Alors que l’UPCE, formation politique dûment enregistrée au ministère de l’Intérieur, n’avait pas encore fait son grand déploiement à travers le pays, Jean-Claude Kyungu avait effectué une sortie remarquée, le 4 janvier 2017, à Kinshasa lors du lancement de son parti politique. Il aurait, à cette occasion, annoncé que l’UPCE avait l’ambition de rafler la majorité des sièges à l’Assemblée nationale et dans les Assemblées provinciales à l’issue des prochaines élections législatives. Dans une récente publication, « La Libre Belgique », citée dans la presse kinoise, l’avait présenté comme le probable dauphin du président de la République, Joseph Kabila. Une affirmation que Jean-Claude Kabila avait, en son temps, vite fait de démentir.
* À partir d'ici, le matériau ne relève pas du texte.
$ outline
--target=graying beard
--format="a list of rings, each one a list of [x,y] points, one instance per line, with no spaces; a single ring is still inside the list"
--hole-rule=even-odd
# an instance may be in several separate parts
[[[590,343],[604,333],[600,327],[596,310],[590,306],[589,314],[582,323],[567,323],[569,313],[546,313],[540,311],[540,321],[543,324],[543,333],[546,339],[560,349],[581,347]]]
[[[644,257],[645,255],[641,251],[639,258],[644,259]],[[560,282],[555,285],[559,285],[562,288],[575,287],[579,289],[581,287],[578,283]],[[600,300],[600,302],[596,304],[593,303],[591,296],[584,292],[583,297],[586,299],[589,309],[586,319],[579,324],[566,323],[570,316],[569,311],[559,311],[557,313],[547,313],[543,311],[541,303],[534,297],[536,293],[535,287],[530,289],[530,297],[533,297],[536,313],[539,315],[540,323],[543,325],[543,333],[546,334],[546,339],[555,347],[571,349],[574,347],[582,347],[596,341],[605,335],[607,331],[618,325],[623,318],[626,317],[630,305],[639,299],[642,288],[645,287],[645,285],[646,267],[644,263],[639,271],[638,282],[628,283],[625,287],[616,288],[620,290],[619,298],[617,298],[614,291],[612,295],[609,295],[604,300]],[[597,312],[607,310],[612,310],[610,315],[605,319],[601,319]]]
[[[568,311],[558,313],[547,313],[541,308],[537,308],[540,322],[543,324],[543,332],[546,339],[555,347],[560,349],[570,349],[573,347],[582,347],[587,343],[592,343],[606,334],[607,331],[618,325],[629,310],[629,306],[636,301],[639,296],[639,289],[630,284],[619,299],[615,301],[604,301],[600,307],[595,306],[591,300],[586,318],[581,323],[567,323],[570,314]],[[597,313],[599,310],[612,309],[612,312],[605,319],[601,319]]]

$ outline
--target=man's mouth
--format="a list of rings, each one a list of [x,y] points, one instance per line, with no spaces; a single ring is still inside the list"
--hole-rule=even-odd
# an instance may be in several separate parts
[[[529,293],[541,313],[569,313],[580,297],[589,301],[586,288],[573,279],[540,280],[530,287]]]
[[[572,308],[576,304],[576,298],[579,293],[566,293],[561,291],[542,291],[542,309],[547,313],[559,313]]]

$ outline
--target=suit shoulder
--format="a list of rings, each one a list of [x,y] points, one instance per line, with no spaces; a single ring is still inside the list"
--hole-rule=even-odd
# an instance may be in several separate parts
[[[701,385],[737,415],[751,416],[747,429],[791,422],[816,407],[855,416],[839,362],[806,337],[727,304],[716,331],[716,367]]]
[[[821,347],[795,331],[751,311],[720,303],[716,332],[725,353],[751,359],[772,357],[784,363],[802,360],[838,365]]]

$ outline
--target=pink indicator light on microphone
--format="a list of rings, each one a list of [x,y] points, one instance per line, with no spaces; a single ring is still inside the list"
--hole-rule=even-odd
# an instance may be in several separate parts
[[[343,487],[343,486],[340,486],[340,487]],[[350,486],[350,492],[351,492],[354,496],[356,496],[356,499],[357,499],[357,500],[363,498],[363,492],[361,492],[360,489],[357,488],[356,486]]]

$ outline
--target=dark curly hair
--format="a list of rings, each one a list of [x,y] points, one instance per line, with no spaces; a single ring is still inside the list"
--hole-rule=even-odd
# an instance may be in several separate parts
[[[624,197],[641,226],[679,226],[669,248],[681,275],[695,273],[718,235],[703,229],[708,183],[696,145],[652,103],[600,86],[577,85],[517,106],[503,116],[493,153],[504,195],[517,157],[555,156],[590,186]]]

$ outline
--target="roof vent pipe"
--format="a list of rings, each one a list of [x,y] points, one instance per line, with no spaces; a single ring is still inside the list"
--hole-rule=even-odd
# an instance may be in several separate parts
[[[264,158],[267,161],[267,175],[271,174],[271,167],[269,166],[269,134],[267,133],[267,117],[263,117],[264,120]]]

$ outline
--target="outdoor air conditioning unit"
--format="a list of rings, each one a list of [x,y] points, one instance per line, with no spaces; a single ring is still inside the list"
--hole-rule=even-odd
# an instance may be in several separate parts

Mais, pour le président de l’Association congolaise pour l’accès à la justice, Me Georges, on reprocherait à Jean-Claude Kyungu Kabila de mener des activités politiques dans la province du Katanga sans parler du chef de l’État. « Pour justifier sa détention illégale, on lui aurait collé une affaire imaginaire d’escroquerie et de viol », a soutenu ce juriste lors d’une rencontre avec la presse à Kinshasa. Cette ONG avait, en plus, exigé des enquêtes judiciaires pour que les auteurs de cette détention arbitraire soient déférés devant les juridictions compétentes.